Traces: OpenTelemetry

OpenTelemetry has become the de facto standard for distributed tracing (and increasingly for metrics and logs too). I instrument applications with the OpenTelemetry SDK, which auto-instruments HTTP clients, database drivers, and messaging libraries with minimal code changes.

Traces are collected by the OpenTelemetry Collector, which runs as a sidecar or DaemonSet. The Collector handles sampling, batching, and exporting to backends like Jaeger, AWS X-Ray, or Grafana Tempo. I use tail-based sampling to keep 100% of error traces and slow traces while sampling 10% of healthy traces - this gives full visibility into problems without the storage cost of capturing everything.

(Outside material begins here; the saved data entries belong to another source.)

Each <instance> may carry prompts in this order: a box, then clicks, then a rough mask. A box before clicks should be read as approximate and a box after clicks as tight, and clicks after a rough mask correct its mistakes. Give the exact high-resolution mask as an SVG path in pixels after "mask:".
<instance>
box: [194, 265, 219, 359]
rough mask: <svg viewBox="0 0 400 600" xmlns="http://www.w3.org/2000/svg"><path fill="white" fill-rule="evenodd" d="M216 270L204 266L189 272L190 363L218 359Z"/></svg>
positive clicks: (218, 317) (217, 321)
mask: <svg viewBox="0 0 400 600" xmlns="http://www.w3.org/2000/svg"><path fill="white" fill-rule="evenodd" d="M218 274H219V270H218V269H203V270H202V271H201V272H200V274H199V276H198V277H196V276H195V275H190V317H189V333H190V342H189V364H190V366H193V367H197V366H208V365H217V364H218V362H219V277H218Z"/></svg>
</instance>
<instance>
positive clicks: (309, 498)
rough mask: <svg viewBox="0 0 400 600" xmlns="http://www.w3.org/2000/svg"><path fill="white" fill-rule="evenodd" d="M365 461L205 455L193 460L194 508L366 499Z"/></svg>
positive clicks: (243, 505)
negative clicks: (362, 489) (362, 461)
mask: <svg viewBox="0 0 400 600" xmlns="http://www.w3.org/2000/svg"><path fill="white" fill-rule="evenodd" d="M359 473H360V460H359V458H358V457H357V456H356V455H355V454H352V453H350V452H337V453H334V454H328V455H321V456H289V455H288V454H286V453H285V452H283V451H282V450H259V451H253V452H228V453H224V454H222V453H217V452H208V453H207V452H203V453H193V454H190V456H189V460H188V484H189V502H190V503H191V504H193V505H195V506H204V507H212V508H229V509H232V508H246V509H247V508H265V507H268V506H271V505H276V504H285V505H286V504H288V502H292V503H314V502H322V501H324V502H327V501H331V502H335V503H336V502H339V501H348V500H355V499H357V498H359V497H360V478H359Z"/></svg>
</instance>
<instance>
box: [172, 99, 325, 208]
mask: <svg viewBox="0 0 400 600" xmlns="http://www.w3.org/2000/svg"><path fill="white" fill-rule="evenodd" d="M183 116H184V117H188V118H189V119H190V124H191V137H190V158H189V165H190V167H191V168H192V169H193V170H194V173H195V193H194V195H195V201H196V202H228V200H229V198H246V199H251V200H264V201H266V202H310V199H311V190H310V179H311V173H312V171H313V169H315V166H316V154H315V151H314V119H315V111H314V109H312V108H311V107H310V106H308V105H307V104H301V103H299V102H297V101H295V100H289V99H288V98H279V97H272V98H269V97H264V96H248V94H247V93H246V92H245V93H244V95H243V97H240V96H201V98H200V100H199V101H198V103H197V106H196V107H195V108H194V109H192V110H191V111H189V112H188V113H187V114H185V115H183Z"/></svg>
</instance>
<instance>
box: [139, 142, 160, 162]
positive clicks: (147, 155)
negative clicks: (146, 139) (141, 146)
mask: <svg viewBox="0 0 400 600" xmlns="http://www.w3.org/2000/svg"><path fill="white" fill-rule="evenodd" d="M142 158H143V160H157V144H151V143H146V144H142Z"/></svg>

SLOs: Tying It All Together

Metrics, logs, and traces are raw ingredients. Service Level Objectives (SLOs) turn them into actionable reliability targets. I define SLOs for every production service based on two key indicators:

Availability SLI: Percentage of requests that return a non-5xx response. Target: 99.95% (allows ~22 minutes of downtime per month).
Latency SLI: Percentage of requests completed within the target latency. Target: 99% of requests under 200ms.

I build error budget dashboards in Grafana that show how much of the error budget has been consumed over the current window. When the error budget is healthy, teams ship features aggressively. When the budget is nearly exhausted, the team shifts focus to reliability work. This replaces subjective arguments about "should we ship or stabilize?" with data-driven decisions.

Alerting Philosophy

Most alerting is broken because it's based on symptoms rather than user impact. I follow this hierarchy:

Page-worthy (PagerDuty): SLO burn rate exceeds threshold - real users are being affected right now.
Urgent (Slack): Leading indicators suggest an SLO breach is likely within hours - disk filling up, certificate expiring soon.
Informational (email/dashboard): Trends that need attention this sprint - increasing latency p99, growing queue depth.

The goal is that every page results in a meaningful action. If an alert fires regularly and gets ignored, it's either misconfigured or not worth alerting on. I review alert fatigue metrics monthly and aggressively prune noisy alerts.

Getting Started

You don't need to build all of this at once. Start with metrics and dashboards (week 1), add structured logging (week 2), implement SLOs for your most critical service (week 3), and add tracing (week 4). Each layer compounds the value of the others. A trace ID that appears in both your logs and your traces transforms a 2-hour debugging session into a 5-minute investigation.